Guide to familial
In familial: Statistical Tests of Familial Hypotheses

knitr::opts_chunk$set(
  collapse = TRUE,
  comment = "#>",
  fig.width = 5
)

Introduction

familal is an R package for testing familial hypotheses. Briefly, familial hypotheses are statements of the form $$ \mathrm{H}_0:\mu(\lambda)=\mu_0\text{ for some }\lambda\in\Lambda\quad\text{vs.}\quad\mathrm{H}_1:\mu(\lambda)\neq\mu_0\text{ for all }\lambda\in\Lambda, $$ where ${\mu(\lambda):\lambda\in\Lambda}$ is a family of centers. Presently, familial supports tests of the Huber family of centers. The mean and median are members of this family.

To test familial hypotheses, familial uses the Bayesian bootstrap. The Bayesian bootstrap uses weights $w_1^{(b)},\ldots,w_n^{(b)}$ ($b=1,\ldots,B$) from a uniform Dirichlet distribution in the computation $$ \mu^{(b)}(\lambda):=\underset{\mu\in\mathbb{R}}{\operatorname{arg~min}}\sum_{i=1}^nw_i^{(b)}\ell_\lambda\left(\frac{x_i-\mu}{\sigma}\right), $$ where the Huber loss function $\ell_\lambda$ is defined as $$ \ell_\lambda(z):= \begin{cases} \frac{1}{2}z^2, & \text{if } |z|<\lambda, \ \lambda|z|-\frac{1}{2}\lambda^2, & \text{otherwise}. \end{cases} $$

The above minimization is solved for all values of $\lambda\in\Lambda=(0,\infty)$ for $b=1,\ldots,B$. The proportion of times that ${\mu^{(b)}(\lambda):\lambda\in\Lambda}_{b=1}^B$ contains the null value $\mu_0$ represents the estimated posterior probability of $\mathrm{H}_0$ being true. To map this probability to a decision (accept, reject, or indeterminate), we assign a loss to making an incorrect decision. The decision that minimizes the expected loss under the posterior distribution is the optimal one.

One-sample tests

Let's demonstrate the functionality of familial. To perform a test of centers with the Huber family, use the center.test function with argument family='huber' (the default setting). We'll test whether the velocity of galaxies in the galaxies dataset is different to 21,000 km/sec.

library(familial)
set.seed(1)
x <- MASS::galaxies
test <- center.test(x, mu = 21000)
print(test)

The output above shows the estimated posterior probabilities for the events $\mathrm{H}_0$ and $\mathrm{H}_1$. The 54.2% probability assigned to $\mathrm{H}_0$ means that the Huber family contained a center equal to 21,000 km/sec in 54.2% of bootstraps. Because neither of the above probabilities is much larger than the other, the test results in an indeterminate outcome.

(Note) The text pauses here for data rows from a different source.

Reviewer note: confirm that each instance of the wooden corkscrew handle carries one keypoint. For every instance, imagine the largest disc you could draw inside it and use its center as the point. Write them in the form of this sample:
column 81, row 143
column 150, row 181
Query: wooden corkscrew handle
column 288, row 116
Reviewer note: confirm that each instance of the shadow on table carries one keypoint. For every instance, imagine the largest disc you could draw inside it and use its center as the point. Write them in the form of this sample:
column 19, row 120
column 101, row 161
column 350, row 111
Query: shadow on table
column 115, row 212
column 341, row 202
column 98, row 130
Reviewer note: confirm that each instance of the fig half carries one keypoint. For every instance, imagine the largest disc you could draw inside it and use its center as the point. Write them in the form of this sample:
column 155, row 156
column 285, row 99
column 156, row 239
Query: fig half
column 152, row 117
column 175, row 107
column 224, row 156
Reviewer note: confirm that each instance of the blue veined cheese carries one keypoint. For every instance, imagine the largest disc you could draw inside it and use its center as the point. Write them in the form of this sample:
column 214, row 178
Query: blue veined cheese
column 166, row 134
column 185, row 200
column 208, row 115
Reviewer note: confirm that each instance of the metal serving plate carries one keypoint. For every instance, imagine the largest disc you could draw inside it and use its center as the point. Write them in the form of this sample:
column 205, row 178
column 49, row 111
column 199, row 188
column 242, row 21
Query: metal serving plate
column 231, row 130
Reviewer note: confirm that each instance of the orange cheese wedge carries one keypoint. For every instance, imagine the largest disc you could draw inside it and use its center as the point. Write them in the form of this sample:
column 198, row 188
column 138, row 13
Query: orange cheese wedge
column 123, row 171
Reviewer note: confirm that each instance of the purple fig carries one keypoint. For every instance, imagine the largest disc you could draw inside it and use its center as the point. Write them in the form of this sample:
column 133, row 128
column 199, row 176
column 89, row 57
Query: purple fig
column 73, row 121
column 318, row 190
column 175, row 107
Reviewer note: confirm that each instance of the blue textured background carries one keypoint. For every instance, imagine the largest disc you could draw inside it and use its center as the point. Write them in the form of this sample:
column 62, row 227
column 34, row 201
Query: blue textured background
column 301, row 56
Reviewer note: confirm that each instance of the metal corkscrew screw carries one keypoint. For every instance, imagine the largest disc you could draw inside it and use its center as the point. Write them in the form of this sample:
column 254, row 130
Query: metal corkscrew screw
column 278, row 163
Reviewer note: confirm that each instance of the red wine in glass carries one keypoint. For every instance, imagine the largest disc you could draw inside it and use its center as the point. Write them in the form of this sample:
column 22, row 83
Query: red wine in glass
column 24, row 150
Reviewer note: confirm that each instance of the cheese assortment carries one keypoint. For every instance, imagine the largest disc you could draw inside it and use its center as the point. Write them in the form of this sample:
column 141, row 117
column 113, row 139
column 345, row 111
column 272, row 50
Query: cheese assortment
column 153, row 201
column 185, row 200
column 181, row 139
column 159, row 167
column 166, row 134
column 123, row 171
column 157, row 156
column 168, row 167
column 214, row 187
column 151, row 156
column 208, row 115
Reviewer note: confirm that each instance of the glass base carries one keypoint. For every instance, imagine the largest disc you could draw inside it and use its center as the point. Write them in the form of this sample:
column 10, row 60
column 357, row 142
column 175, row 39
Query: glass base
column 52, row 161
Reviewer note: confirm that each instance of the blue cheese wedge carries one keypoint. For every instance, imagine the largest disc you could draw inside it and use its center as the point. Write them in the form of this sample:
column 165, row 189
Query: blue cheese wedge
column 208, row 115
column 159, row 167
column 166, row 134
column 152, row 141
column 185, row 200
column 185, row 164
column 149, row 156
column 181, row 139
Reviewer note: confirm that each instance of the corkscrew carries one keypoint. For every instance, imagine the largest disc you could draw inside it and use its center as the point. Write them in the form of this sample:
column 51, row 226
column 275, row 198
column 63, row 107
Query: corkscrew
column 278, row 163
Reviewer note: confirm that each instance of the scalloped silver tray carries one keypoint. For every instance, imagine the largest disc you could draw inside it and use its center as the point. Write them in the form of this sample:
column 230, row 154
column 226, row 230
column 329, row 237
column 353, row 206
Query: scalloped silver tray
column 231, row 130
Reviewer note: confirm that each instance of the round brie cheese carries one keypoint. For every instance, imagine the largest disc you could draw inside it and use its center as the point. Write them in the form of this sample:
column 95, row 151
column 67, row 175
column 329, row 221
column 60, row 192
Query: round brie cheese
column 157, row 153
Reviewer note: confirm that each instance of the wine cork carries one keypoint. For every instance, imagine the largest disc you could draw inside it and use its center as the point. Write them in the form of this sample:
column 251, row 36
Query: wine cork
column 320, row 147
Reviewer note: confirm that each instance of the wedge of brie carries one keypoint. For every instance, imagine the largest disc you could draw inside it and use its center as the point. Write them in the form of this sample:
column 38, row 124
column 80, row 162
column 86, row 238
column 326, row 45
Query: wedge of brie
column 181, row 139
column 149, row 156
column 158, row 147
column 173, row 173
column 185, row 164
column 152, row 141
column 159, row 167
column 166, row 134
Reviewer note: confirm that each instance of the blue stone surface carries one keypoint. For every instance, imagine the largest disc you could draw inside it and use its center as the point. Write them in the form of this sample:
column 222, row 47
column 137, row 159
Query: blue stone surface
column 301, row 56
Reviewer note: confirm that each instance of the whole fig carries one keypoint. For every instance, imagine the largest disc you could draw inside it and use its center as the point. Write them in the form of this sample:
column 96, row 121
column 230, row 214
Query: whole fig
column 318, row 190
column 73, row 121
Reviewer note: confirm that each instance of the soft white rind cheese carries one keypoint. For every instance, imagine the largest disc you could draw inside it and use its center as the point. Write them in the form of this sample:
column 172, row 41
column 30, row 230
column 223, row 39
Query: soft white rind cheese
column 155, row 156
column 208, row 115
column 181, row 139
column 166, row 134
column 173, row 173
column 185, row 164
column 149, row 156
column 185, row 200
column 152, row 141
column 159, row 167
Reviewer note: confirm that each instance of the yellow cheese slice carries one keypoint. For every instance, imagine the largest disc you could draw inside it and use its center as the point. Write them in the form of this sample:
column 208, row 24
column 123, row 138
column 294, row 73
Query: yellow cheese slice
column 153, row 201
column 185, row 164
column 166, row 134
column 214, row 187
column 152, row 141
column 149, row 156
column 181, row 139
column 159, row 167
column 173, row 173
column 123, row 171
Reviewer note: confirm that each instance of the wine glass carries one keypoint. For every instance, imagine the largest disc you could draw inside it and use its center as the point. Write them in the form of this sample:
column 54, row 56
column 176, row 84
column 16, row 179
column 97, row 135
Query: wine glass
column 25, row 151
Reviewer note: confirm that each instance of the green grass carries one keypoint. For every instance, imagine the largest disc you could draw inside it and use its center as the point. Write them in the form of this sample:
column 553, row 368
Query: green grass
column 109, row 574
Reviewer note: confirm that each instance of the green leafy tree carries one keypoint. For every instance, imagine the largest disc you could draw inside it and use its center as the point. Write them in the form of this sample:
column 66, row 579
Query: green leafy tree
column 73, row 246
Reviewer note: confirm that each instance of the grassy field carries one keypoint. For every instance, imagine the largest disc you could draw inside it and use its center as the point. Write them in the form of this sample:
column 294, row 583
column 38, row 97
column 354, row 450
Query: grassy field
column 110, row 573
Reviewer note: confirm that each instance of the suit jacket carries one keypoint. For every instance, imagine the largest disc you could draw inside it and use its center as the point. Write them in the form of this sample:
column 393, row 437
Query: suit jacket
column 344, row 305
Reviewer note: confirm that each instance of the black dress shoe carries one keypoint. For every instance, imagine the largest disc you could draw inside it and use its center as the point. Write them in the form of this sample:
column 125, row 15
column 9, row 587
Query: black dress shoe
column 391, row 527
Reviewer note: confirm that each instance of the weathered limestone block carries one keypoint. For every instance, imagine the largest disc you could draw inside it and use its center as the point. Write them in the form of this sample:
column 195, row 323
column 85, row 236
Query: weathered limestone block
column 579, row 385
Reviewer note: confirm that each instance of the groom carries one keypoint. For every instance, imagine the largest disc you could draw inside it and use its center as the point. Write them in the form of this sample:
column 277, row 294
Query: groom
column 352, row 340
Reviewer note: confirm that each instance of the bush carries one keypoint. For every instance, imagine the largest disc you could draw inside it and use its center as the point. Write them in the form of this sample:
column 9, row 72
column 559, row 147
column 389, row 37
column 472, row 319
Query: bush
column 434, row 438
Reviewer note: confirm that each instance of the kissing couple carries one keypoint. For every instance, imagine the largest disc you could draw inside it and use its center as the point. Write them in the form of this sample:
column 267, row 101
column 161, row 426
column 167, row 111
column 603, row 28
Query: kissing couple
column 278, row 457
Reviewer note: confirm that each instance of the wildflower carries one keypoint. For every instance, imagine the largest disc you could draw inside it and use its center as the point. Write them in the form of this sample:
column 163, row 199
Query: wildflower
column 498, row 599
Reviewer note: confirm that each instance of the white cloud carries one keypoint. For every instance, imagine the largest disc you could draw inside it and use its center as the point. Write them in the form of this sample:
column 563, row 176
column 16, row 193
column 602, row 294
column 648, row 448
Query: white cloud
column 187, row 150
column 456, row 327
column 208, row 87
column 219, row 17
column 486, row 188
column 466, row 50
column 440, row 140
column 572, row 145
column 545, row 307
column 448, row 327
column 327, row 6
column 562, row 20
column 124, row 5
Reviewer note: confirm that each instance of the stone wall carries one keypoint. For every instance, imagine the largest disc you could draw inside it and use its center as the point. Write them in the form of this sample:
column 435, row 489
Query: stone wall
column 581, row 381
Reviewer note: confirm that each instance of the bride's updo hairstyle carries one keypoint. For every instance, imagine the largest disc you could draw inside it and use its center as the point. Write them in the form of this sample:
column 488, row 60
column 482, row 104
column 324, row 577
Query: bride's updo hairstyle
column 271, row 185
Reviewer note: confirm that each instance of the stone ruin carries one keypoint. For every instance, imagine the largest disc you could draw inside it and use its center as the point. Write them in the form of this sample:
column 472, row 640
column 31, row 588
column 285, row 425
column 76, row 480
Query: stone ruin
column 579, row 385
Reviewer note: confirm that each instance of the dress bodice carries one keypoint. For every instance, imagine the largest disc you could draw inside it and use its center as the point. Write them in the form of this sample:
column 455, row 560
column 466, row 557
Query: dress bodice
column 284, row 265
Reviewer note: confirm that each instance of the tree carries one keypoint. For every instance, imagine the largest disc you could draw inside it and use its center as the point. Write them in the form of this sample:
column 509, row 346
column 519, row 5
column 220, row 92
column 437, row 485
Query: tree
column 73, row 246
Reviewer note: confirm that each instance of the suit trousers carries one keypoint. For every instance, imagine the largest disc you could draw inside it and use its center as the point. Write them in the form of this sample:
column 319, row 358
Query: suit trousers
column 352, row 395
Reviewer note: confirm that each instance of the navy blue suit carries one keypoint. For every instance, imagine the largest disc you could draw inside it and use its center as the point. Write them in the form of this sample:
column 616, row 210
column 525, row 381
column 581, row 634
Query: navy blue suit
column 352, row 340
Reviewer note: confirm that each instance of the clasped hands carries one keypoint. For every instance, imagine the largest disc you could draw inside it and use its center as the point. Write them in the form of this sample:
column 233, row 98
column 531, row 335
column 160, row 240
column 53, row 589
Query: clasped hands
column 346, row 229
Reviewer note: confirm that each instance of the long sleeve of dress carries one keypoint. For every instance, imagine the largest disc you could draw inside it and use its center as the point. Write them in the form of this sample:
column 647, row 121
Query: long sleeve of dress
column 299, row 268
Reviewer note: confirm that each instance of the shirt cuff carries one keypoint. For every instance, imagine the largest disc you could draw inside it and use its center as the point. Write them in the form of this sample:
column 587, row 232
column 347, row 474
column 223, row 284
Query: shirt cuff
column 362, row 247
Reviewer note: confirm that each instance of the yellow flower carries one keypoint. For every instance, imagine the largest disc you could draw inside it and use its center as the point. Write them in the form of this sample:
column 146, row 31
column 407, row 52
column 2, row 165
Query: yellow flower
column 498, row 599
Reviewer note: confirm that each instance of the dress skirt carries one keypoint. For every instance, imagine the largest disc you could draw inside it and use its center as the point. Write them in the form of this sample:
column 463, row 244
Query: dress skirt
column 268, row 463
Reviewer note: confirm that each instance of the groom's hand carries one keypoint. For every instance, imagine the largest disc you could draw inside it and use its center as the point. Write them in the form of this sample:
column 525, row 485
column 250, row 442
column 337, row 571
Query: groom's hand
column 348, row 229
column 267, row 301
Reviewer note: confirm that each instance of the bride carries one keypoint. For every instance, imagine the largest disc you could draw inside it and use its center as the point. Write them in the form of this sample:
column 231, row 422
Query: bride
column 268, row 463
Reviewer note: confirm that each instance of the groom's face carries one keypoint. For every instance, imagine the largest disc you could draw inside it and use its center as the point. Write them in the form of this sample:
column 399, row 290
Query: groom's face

By default, the function will return an indeterminate result when both $\mathrm{H}_0$ and $\mathrm{H}_1$ have probability less than 0.95. This choice of threshold is analogous to using a frequentist significance level of 0.05.

It's possible to visualize the posterior using a functional boxplot via the plot function.

plot(test)

Rather than specify a null value that is a point, we can specify a null that is an interval. Let's now test whether the velocity is between 20,500 km/sec and 21,500 km/sec.

center.test(x, mu = c(20500, 21500))

The test now accepts $\mathrm{H}_0$.

Two-sample tests

familial also supports two-sample testing with paired or independent samples. We'll now test whether the weight of cabbages in the cabbages dataset is different between two different cultivars. These samples are independent, so we set paired = FALSE.

x <- MASS::cabbages[MASS::cabbages$Cult == 'c39', 'HeadWt']
y <- MASS::cabbages[MASS::cabbages$Cult == 'c52', 'HeadWt']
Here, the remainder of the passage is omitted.